|July 29, 2020
Contact: Kylie Mason
Phone: (850) 245-0150
|en Español||Print Version||Tweet|
TALLAHASSEE, Fla.—Attorney General Ashley Moody, Chair of Florida’s Statewide Council on Human Trafficking, is urging congressional leaders to take action to slow human trafficking of health care workers from Cuba—many of these victims now live in Florida. Attorney General Moody today sent a letter to Florida Senators Marco Rubio and Rick Scott, Sen. James E. Risch of Idaho, Sen. Bob Menendez of New Jersey, Sen. Lindsey Graham of South Carolina and Sen. Ted Cruz of Texas in strong support of the Cut Profits to the Cuban Regime Act. The CPCR Act aims to end the human trafficking of Cuban health care professionals through the country’s overseas medical missions program.
Attorney General Ashley Moody said, “As Attorney General, one of my top priorities is ending human trafficking. While my efforts have included working with law enforcement to address forced sexual exploitation, human trafficking takes on many other forms, including forced and inhumane labor. Thousands of Cuban medical professionals are currently being sent overseas for their services with their pay going to benefit the communist Cuban government. We cannot stand idly by as this regime continues to abuse and exploit its citizens. We must act now to end this form of modern-day slavery orchestrated by the Cuban government.”
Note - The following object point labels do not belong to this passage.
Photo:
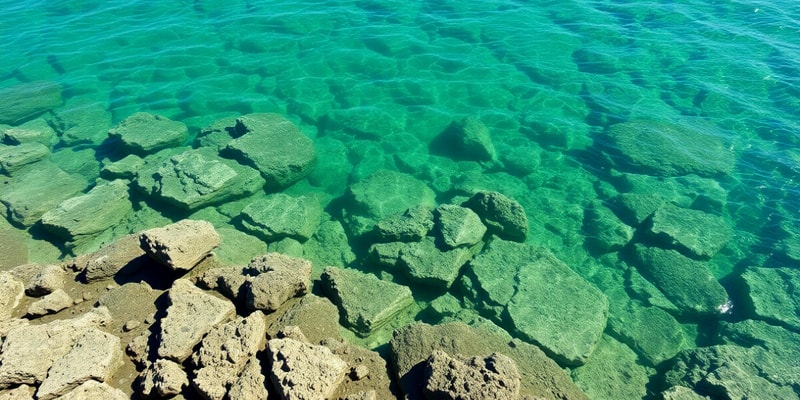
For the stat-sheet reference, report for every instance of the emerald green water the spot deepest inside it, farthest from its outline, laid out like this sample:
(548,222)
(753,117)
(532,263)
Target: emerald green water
(374,83)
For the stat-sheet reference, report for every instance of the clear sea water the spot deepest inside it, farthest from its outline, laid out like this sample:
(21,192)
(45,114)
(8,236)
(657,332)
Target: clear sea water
(370,81)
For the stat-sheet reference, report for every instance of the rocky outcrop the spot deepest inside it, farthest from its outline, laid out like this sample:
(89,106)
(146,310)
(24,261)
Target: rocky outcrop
(182,245)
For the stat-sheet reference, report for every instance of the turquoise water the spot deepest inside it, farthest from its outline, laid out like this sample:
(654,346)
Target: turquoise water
(373,83)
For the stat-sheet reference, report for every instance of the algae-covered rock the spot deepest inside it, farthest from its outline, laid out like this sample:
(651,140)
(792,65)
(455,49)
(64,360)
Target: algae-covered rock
(365,302)
(144,133)
(80,218)
(672,149)
(279,216)
(502,215)
(273,145)
(698,234)
(28,100)
(686,282)
(197,178)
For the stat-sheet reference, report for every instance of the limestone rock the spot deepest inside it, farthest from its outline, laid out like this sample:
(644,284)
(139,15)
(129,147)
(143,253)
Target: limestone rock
(191,314)
(457,377)
(279,216)
(278,279)
(687,283)
(28,100)
(198,178)
(458,226)
(697,234)
(182,245)
(502,215)
(365,302)
(144,133)
(304,371)
(80,218)
(163,378)
(275,146)
(13,158)
(95,356)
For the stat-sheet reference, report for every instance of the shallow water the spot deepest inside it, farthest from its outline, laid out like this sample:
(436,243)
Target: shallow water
(374,83)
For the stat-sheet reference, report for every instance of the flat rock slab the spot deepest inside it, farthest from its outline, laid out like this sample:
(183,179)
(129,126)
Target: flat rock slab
(273,145)
(366,303)
(192,313)
(144,133)
(82,217)
(182,245)
(774,294)
(27,199)
(696,233)
(198,178)
(280,216)
(687,283)
(671,149)
(304,371)
(567,330)
(28,100)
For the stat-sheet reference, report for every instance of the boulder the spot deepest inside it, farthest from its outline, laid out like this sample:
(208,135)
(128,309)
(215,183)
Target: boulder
(144,133)
(773,295)
(27,199)
(687,283)
(12,158)
(278,278)
(502,215)
(365,302)
(81,218)
(182,245)
(695,233)
(197,178)
(96,355)
(273,145)
(458,226)
(279,216)
(411,345)
(28,100)
(163,378)
(304,371)
(671,149)
(458,377)
(191,314)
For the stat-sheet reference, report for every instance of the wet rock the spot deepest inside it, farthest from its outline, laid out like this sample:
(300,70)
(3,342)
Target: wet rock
(182,245)
(191,314)
(304,371)
(278,279)
(273,145)
(685,282)
(411,346)
(279,216)
(163,378)
(458,377)
(198,178)
(410,226)
(458,226)
(773,294)
(81,218)
(144,133)
(365,302)
(381,195)
(95,356)
(502,215)
(27,200)
(28,100)
(12,158)
(50,304)
(695,233)
(672,149)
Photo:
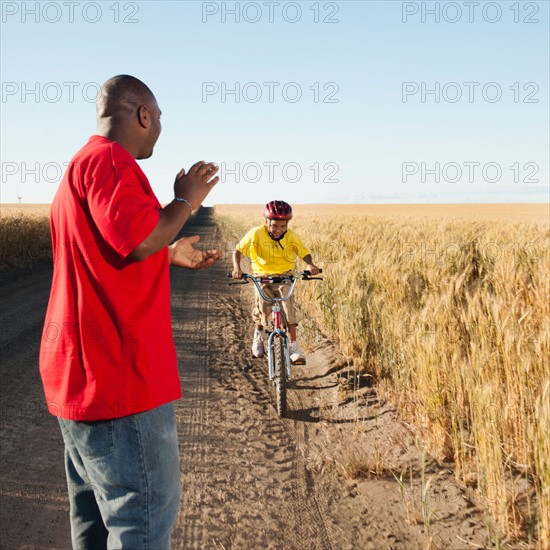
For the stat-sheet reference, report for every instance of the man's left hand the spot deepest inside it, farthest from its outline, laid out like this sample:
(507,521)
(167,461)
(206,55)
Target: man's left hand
(183,254)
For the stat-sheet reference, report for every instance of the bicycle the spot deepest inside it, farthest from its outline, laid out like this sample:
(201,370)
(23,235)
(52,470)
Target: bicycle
(278,344)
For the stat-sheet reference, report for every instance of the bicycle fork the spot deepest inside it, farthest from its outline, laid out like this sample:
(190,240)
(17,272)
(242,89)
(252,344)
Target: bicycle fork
(277,332)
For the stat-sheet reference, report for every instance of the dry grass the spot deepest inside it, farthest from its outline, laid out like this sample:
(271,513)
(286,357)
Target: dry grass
(454,315)
(24,235)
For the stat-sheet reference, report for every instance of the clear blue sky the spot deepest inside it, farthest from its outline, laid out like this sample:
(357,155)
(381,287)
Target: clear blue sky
(394,96)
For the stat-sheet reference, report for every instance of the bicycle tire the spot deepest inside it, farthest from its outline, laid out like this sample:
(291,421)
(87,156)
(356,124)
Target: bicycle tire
(280,376)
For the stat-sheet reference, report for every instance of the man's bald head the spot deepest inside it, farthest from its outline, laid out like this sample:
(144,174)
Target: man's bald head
(121,96)
(128,113)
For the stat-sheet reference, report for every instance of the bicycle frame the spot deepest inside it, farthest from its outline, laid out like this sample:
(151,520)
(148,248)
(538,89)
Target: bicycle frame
(278,374)
(278,331)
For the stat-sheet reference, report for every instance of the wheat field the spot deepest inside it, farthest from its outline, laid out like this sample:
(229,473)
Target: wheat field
(24,234)
(447,306)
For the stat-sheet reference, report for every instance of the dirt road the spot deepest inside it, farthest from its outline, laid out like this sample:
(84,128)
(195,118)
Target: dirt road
(250,480)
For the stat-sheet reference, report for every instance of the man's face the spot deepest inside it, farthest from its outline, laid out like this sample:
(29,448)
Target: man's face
(276,228)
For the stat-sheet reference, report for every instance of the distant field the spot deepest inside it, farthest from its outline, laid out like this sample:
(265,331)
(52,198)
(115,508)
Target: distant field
(11,209)
(535,212)
(447,307)
(525,212)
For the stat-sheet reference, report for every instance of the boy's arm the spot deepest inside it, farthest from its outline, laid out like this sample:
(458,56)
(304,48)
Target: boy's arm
(312,268)
(237,272)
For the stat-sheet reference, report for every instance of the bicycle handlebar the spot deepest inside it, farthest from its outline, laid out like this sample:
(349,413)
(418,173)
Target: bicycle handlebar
(303,275)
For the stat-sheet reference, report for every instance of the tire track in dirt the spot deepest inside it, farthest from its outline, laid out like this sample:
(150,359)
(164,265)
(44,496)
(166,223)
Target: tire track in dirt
(249,479)
(245,482)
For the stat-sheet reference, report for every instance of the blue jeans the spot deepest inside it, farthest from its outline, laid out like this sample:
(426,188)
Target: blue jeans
(124,480)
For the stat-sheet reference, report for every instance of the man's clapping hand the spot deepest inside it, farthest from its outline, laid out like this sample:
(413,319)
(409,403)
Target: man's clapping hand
(183,254)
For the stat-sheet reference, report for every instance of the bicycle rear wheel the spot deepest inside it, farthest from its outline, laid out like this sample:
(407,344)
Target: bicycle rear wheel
(280,376)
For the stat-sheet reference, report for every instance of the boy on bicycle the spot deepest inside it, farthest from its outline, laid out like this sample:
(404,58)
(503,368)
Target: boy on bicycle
(272,249)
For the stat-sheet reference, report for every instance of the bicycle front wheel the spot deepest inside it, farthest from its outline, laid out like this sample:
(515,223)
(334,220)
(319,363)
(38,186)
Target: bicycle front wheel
(280,376)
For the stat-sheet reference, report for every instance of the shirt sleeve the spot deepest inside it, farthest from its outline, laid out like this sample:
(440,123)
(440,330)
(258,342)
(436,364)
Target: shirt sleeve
(121,204)
(247,245)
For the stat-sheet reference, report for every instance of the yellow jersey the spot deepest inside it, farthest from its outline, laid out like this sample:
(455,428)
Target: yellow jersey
(270,257)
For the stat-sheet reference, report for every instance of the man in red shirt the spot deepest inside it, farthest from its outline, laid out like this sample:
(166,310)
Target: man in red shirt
(107,357)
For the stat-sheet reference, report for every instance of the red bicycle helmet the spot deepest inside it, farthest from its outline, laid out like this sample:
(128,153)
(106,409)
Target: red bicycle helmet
(278,210)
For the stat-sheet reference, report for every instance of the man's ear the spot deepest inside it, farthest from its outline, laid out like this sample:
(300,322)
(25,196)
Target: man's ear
(144,118)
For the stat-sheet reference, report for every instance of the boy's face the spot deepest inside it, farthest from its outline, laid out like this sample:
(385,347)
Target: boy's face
(276,228)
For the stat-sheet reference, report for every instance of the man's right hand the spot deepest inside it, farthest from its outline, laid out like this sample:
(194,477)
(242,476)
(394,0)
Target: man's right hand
(195,185)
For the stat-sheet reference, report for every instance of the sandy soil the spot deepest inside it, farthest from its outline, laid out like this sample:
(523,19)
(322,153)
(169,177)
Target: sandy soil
(250,480)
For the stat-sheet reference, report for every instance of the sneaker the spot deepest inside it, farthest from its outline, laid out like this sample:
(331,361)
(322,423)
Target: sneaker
(258,344)
(296,354)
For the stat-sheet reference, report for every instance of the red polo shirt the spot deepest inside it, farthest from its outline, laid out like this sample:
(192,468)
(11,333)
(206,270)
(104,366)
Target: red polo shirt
(107,349)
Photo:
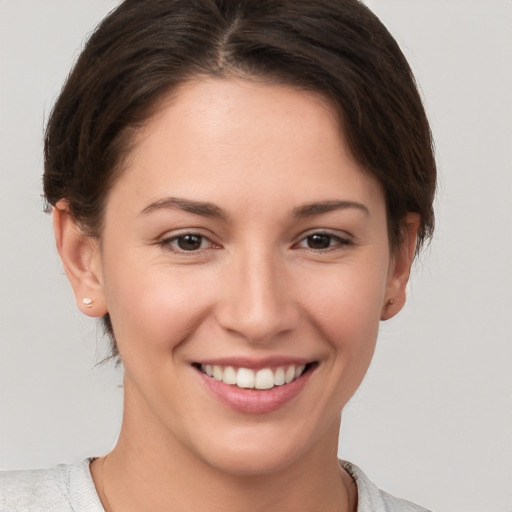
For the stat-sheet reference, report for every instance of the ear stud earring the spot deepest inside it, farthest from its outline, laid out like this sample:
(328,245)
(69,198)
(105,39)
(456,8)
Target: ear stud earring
(87,302)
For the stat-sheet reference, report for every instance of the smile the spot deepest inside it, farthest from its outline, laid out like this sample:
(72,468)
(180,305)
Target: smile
(245,378)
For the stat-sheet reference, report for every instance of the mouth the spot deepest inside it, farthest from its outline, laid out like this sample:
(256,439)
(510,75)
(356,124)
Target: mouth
(261,379)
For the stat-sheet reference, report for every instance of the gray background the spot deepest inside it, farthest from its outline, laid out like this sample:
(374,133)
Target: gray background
(433,420)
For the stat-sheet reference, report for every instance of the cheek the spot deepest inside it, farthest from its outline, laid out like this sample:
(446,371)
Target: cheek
(153,308)
(346,302)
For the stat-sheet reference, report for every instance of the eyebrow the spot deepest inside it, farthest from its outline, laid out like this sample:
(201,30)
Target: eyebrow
(204,209)
(311,209)
(207,209)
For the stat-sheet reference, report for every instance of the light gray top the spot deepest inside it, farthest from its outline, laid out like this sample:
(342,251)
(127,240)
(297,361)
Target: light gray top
(69,488)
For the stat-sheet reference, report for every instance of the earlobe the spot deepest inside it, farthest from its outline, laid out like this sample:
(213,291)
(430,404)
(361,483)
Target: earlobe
(80,257)
(400,268)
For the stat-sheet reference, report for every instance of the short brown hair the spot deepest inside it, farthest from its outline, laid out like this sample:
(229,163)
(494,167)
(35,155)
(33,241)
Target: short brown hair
(143,49)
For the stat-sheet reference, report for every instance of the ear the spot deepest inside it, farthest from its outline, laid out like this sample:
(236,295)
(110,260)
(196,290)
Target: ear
(400,268)
(80,257)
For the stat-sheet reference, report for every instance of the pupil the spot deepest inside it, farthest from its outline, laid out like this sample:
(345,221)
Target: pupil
(319,241)
(189,242)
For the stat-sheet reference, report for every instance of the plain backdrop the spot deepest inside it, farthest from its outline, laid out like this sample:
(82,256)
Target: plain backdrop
(433,420)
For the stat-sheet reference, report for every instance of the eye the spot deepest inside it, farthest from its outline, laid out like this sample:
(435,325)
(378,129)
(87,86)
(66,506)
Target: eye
(322,241)
(187,242)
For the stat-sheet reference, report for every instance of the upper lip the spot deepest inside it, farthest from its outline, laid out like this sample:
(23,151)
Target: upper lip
(255,364)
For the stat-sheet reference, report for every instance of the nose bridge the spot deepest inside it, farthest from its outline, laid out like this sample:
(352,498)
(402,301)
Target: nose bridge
(257,303)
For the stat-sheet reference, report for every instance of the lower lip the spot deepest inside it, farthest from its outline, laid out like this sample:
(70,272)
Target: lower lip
(255,401)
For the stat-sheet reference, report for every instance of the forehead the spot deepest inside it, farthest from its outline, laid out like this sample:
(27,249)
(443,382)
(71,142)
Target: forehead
(219,137)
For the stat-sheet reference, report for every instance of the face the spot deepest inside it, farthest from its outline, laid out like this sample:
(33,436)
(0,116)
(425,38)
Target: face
(245,264)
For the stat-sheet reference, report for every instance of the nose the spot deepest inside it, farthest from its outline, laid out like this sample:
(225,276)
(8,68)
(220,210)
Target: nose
(258,300)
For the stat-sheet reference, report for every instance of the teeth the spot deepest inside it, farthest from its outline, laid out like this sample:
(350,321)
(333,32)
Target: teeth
(246,378)
(290,374)
(279,377)
(264,379)
(229,375)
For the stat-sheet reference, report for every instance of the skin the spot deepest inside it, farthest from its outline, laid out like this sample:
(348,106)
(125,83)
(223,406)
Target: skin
(254,289)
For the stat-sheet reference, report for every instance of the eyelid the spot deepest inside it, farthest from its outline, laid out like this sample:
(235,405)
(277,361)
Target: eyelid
(166,241)
(343,238)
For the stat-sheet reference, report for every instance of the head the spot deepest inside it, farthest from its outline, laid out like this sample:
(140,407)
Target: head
(327,57)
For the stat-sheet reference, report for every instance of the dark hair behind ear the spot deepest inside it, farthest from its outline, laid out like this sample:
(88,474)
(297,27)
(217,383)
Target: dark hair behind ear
(145,48)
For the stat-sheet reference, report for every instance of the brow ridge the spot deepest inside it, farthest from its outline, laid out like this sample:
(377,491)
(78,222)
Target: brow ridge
(203,208)
(318,208)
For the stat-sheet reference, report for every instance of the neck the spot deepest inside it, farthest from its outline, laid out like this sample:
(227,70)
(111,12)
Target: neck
(151,470)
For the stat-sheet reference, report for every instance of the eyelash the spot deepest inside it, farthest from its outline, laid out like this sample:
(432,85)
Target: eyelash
(168,243)
(334,242)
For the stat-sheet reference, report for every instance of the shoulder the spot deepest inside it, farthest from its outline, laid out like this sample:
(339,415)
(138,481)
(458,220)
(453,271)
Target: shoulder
(372,499)
(64,488)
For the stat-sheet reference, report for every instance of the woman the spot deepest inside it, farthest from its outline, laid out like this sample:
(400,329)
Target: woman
(238,189)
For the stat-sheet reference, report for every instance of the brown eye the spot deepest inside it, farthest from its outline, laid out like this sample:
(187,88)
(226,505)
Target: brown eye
(319,241)
(322,241)
(189,242)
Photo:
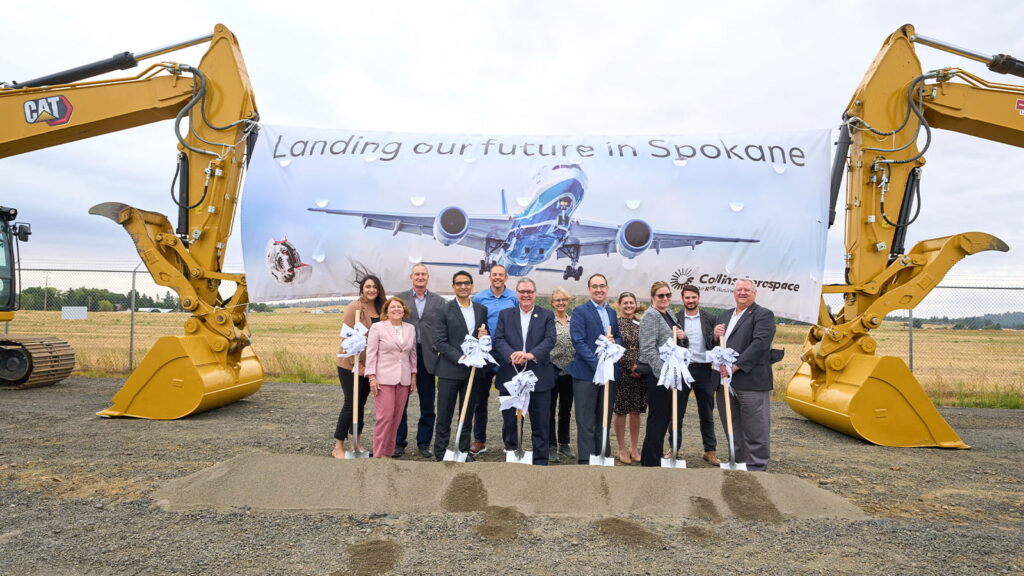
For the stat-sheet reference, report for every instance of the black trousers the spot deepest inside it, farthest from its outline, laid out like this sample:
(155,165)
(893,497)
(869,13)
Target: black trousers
(345,417)
(450,394)
(658,419)
(562,393)
(539,410)
(704,393)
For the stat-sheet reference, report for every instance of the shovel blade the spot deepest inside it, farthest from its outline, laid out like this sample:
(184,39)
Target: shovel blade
(519,456)
(455,456)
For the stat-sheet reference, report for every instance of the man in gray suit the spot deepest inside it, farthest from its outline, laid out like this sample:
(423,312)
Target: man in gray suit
(749,329)
(449,329)
(421,303)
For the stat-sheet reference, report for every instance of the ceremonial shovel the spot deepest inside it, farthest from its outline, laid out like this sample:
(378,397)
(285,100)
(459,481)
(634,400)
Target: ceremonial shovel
(454,454)
(732,464)
(355,452)
(519,455)
(674,461)
(601,459)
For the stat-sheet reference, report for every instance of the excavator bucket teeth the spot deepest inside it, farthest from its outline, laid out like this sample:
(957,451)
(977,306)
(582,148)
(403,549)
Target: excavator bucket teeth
(876,399)
(180,376)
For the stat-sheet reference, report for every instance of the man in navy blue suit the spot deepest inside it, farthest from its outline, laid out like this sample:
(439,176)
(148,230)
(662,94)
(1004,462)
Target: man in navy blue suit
(590,321)
(523,340)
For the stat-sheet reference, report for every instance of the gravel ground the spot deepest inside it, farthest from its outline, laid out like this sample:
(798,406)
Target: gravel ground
(76,498)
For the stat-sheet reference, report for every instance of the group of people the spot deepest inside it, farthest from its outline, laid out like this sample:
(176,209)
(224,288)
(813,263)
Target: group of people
(414,345)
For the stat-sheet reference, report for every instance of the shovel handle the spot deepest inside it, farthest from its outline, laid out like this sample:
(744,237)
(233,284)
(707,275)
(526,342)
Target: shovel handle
(465,401)
(355,386)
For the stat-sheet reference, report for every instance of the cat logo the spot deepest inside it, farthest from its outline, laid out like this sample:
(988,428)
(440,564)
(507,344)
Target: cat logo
(52,110)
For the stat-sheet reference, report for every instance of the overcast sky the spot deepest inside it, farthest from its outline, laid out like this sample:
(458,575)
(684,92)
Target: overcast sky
(510,68)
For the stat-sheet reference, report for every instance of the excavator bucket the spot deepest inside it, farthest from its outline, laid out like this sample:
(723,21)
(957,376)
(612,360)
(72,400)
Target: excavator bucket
(875,399)
(181,376)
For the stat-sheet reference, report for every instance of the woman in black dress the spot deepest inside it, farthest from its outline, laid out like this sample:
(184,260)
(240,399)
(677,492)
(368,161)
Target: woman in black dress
(631,399)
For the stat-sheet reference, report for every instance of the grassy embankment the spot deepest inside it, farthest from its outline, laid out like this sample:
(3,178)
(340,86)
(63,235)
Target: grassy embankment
(955,367)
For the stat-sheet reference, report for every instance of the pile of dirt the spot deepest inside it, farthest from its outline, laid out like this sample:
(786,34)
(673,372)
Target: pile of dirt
(266,481)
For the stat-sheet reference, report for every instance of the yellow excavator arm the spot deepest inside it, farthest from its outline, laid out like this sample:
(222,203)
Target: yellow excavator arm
(886,132)
(215,122)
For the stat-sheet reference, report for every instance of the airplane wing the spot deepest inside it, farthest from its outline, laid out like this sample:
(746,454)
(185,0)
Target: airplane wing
(598,238)
(479,227)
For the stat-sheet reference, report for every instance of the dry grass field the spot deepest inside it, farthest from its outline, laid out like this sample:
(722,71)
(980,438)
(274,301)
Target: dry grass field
(955,367)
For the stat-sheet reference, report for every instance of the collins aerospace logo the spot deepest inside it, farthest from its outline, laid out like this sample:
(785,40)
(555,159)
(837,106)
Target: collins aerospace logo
(682,277)
(51,110)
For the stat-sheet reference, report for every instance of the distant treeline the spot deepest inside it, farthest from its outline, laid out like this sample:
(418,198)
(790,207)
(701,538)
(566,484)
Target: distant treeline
(1007,320)
(99,299)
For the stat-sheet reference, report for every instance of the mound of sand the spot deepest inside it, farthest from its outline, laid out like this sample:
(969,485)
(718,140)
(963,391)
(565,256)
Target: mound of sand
(285,482)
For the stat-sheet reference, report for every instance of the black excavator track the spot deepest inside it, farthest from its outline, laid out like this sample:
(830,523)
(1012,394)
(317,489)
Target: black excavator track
(31,362)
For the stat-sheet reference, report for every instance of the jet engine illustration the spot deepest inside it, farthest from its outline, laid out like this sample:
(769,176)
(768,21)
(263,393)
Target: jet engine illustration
(284,262)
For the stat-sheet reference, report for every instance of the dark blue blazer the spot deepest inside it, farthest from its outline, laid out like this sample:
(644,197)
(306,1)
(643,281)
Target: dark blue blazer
(540,339)
(449,328)
(585,327)
(752,338)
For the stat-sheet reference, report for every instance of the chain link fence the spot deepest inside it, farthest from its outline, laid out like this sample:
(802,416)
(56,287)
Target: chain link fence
(962,343)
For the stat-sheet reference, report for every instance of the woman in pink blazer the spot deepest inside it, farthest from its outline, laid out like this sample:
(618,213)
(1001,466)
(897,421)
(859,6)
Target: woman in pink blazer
(391,369)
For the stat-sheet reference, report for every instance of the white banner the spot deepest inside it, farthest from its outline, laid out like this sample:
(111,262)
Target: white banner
(705,209)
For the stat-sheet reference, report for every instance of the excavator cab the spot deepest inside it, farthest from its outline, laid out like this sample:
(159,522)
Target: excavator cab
(215,125)
(26,362)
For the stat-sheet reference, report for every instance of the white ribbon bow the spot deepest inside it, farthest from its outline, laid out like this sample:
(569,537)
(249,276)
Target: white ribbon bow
(476,353)
(723,357)
(608,353)
(519,386)
(353,340)
(675,371)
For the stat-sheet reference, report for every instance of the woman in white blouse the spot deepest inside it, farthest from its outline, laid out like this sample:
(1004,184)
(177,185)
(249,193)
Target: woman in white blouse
(391,369)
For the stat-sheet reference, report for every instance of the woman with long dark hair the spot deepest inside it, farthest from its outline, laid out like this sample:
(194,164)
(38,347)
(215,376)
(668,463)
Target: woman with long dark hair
(371,304)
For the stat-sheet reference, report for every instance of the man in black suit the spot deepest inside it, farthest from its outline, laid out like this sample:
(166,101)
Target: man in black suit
(421,303)
(450,327)
(749,329)
(523,340)
(698,333)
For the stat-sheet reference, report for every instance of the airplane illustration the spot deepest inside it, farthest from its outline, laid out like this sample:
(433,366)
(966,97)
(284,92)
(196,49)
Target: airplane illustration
(545,228)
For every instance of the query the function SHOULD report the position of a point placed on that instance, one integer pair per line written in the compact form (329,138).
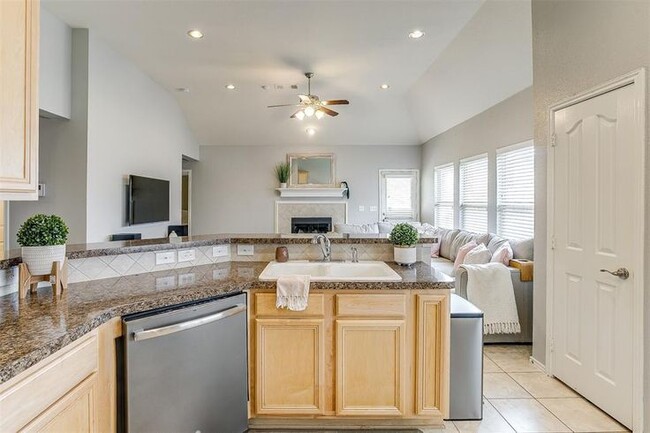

To read the letter, click here.
According to the most recent U.S. Department of State’s Annual Trafficking in Persons Report, Cuba remains on the highest tier of trafficking concerns. The Cuban government continues to force medical professionals to more than 60 countries through the overseas medical missions program. The participating countries send wages directly to the Cuban government, leaving the medical professionals with little to no compensation for services provided. The exploitation of Cuban medical professionals is one of the largest sources of revenue for the regime, funding the Cuban military and security, while also providing financial support for the Maduro regime in Venezuela.
It is alleged that the Cuban and Venezuelan regimes are not the only groups profiting from the trafficking of Cuban medical professionals. According to a complaint filed in a federal civil action by survivors, the Pan American Health Organization, an affiliate of the World Health Organization, collected more than $75 million from the exploitation of Cuban medical personnel working in Brazil by serving as the middleman between the Brazilian and Cuban governments. The arrangement resulted in the Cuban regime seizing 85% of the medical worker’s wages and the PAHO retaining a 5% brokerage fee, leaving the doctors and nurses providing the care with 10% or less of wages earned.
If passed, the CPCR Act would provide host countries of the overseas medical missions program an incentive to pay Cuban medical personnel wages directly, avoiding the regime further profiting from forced labor. The act would also ensure the process of sending Cuban medical professionals to countries overseas is transparent, encouraging host committees to prevent the Cuban government from using forcible and inhumane tactics as leverage over its medical professionals.